Die Perspektive der demokratischen Wirtschaftsplanung zeigt konkrete wirtschaftspolitische Alternativen auf (etwa Investitionslenkung und Industriekonversion), verbindet sie mit einer alternativen Systemlogik (vorausschauende makroökonomische Koordination statt blindem Wettbewerb) und setzt an den mittelfristigen materiellen Interessen der Menschen an. Sie ist eine Alternative zur kurzsichtigen grün-kapitalistischen Modernisierungsstrategie, die versucht, die bestehende Industriestruktur etwa im Automobilsektor mit Modifikationen zu erhalten, und sich damit mittelfristig in eine Sackgasse manövriert. Demgegenüber stellt eine Perspektive der demokratisch geplanten Transformation die langfristige materielle Sicherheit der Menschen in den Mittelpunkt – sodass öffentliche Infrastrukturen, sinnvolle Arbeit und materielle Versorgung auch in 30 bis 40 Jahren noch zur Verfügung stehen könnten.

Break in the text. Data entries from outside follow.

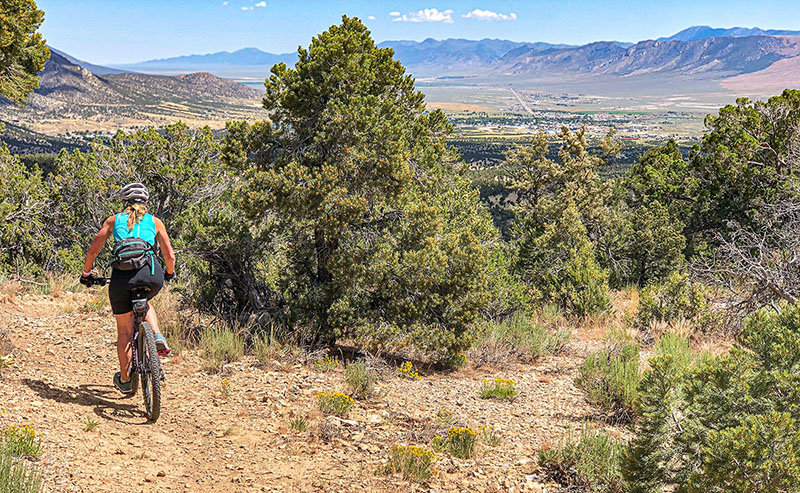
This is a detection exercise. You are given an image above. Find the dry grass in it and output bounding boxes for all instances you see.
[150,286,201,353]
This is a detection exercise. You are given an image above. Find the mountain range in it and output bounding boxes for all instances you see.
[94,26,800,89]
[0,50,261,136]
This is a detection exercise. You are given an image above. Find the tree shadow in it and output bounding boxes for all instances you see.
[23,378,148,425]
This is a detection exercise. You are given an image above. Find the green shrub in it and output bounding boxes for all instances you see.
[538,428,625,492]
[483,247,539,320]
[289,416,308,432]
[317,391,353,418]
[200,325,244,371]
[0,143,55,277]
[575,344,640,421]
[344,361,378,400]
[223,16,498,361]
[623,305,800,493]
[433,426,478,459]
[314,354,339,373]
[470,312,570,365]
[378,445,436,482]
[2,425,42,459]
[517,203,611,316]
[685,411,800,493]
[635,272,708,329]
[653,332,694,368]
[0,447,42,493]
[479,377,519,400]
[397,361,420,380]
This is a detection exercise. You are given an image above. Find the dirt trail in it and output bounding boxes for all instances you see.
[0,286,608,492]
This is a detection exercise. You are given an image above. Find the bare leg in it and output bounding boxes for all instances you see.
[114,312,133,382]
[144,303,161,334]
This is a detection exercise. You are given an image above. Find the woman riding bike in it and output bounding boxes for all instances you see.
[81,183,175,393]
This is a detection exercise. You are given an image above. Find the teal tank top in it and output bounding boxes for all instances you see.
[114,212,156,246]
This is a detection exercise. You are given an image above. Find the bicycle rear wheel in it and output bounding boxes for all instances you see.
[139,322,161,421]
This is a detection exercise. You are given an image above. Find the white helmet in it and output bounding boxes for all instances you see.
[119,183,150,202]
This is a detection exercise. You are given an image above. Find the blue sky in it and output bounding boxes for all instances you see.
[37,0,800,64]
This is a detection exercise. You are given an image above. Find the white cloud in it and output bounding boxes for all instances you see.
[389,9,453,24]
[461,9,517,21]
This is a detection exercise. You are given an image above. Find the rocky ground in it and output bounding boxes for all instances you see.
[0,282,619,492]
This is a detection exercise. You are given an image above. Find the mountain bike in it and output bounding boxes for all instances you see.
[89,276,166,421]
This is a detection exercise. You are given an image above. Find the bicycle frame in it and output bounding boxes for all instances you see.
[131,290,150,378]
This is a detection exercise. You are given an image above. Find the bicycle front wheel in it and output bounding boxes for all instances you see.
[139,322,161,421]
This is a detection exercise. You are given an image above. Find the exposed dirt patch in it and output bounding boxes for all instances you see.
[0,286,619,492]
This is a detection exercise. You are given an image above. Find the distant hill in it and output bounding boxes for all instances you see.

Der Planungsdiskurs steht dabei erst am Anfang und muss sich noch weiterentwickeln. Es fehlen konkrete Konzepte radikaler Reformpolitik als Einstieg in eine demokratische Wirtschaftsplanung ebenso wie empirische Modellierungen lokaler, nationaler und internationaler Planung. Und doch zeigt der Planungsdiskurs eine Richtung auf, eine historische Spur, der die gesellschaftliche Linke folgen kann. Das Fehlen einer ökonomischen Alternative, die demokratisch und in sich funktionsfähig erscheint, war das zentrale Manko linker Ansätze der letzten Jahrzehnte. Wir haben uns so tiefgreifend an diese Leerstelle und an diesen Zustand am »Ende der Geschichte« gewöhnt, dass uns seine Absurdität und die ganz offensichtliche strategische Schwächung, die mit ihm einhergeht, gar nicht mehr auffallen. Der plurale und vielstimmige Diskurs um demokratische Wirtschaftsplanung, der in den letzten Jahren entstanden ist, hat das Potenzial, diese Leerstelle zu füllen.